Katharina war wohl wirklich eine "Traumfrau": fleißig, sehr sparsam, umsichtig, energisch, redegewand und durchsetzungsfähig. Dumm war sie auch nicht - und liess ihren Mann gerne im Glauben, dass er der Kluge und sie das Dummchen sei. Sie wird gewusst haben, warum, denn Luther konnte kluge Frauen nicht ausstehen. "...wenn Weiber wolberedt sind, das ist an ihnen nicht zu loben; es steht ihnen baß an, daß sie stammlen und nicht wol reden können. Das zieret sie viel besser." Seiner Meinung nach hatte sich die Frau dem Mann wegen ihrer geringeren Körperstärke und -kraft und ihres kleineren Verstandes unterzuordnen. Zudem hatte sie in der Gemeinde zu schweigen.

Luthers sehr negatives Frauenbild konnte Katharina von Bora an vielen Stellen korrigieren. Denn letztendlich war seine Käthe - wie Martin Luther seine Gattin nannte - die Stärkere in ihrer Ehe, die ihren oft schwer depressiven Mann seelisch wieder aufrichtete und den oft kranken Mann - Luther litt an Nieren- und Blasensteinen, Gicht und schweren Kreislaufstörungen - mit aller Liebe gesundpflegte.
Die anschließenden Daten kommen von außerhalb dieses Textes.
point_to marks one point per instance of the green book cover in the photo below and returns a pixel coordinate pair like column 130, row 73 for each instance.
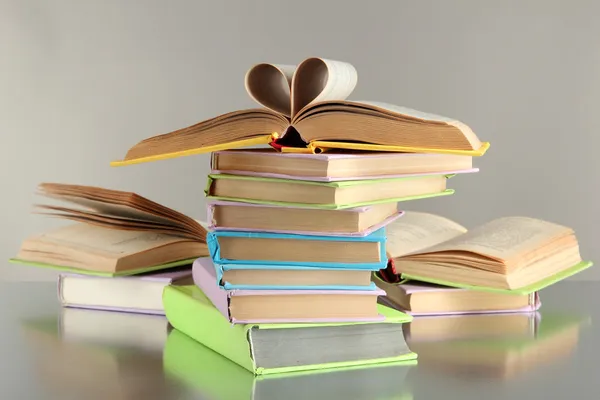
column 192, row 313
column 209, row 374
column 80, row 271
column 309, row 184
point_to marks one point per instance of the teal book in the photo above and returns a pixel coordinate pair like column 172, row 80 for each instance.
column 285, row 277
column 260, row 248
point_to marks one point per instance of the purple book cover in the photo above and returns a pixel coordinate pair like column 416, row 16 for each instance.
column 210, row 208
column 205, row 277
column 166, row 277
column 329, row 156
column 408, row 288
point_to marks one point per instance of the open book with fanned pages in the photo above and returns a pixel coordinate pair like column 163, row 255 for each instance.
column 306, row 110
column 114, row 233
column 512, row 255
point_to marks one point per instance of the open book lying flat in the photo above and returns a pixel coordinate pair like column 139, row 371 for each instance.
column 306, row 111
column 512, row 254
column 117, row 233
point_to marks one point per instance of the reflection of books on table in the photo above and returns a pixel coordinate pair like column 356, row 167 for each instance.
column 205, row 372
column 555, row 337
column 74, row 362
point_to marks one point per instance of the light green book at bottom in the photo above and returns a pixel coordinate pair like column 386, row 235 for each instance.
column 202, row 371
column 280, row 348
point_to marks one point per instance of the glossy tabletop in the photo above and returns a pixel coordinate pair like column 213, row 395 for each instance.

Außerdem ruhte die ganze Last des Haushaltes auf ihren Schultern. So nannte sie Martin Luther schließlich auch respektvoll "Herr Käthe", da sie schliesslich die Hosen anhatte.

Aus der anfänglichen Vernunftehe zwischen Luther und seiner Käthe war mittlerweile eine herzliche Liebesbeziehung geworden. In seinen Briefen standen somit als Anrede- und Schlußformen stets "meinem Liebchen" und "dein Herzliebchen" Eine seiner wie ich finde schönsten Liebeserklärungen schrieb er an Käthe etwa ein jahr nach der Heirat. Da bemerkt er in einem nebensatz, dass es durchaus sehr schön sei, am Morgen ein Paar Zöpfe neben sich auf dem Kpfkissen zu finden...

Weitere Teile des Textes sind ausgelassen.